The White House Office of Management and Budget (OMB) on Jan. 23 formally rescinded two Biden-era memoranda that required federal agencies to obtain software security attestations from software producers before deploying their products.
The move withdraws OMB Memoranda M-22-18 and its companion policy M-23-16, which required federal agencies to take a range of actions to align with National Institute of Standards and Technology guidance on software security under former President Joe Biden’s May 2021 cybersecurity executive order.
In a memo to agency heads, OMB Director Russell Vought said the policies imposed “unproven and burdensome software accounting processes that prioritized compliance over genuine security investments.”
“This policy diverted agencies from developing tailored assurance requirements for software and neglected to account for threats posed by insecure hardware. Accordingly, OMB Memoranda M-22-18 and M-23-16, a companion policy, are hereby rescinded,” Vought wrote.
In September 2022, the Biden administration issued M-22-18 as part of a broader push to strengthen software supply chain security following high-profile cyber incidents. Under that framework, the White House approved a government-wide secure software development attestation form in March 2024.
Later that month, the Cybersecurity and Infrastructure Security Agency (CISA) announced the availability of the Repository for Software Attestation and Artifacts that software developers could use to share software attestation forms and relevant artifacts. CISA said the goal was to support agencies in procuring software built using secure development practices.
In rescinding the mandates, OMB emphasized that agencies may continue to use those tools – but will no longer be required to do so.
“Agencies shall continue to maintain a complete inventory of software and hardware and develop software and hardware assurance policies and processes that match their risk determinations and mission needs,” Vought wrote.

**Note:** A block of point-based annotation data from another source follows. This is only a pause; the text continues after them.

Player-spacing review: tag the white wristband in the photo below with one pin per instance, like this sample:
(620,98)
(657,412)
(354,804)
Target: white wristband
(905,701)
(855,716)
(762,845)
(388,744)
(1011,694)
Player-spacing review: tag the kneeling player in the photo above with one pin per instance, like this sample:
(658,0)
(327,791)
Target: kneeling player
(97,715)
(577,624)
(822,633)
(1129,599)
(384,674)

“Agencies may choose to use the government-wide secure software development resources developed under M-22-18, such as the Secure Software Development Attestation Form,” he added. “Agencies may also choose to adopt contractual terms that require a software producer to provide a current software bill of materials (SBOM) upon request.”
OMB officials had signaled the change in advance. Nick Polk, branch director for federal cybersecurity at OMB, said last Tuesday that the administration planned “a pretty big step to remove some very burdensome compliance requirements.”
Polk added that Federal Chief Information Officer Greg Barbaccia is working every day to “move away from the over-prescriptive, compliance-based approach.”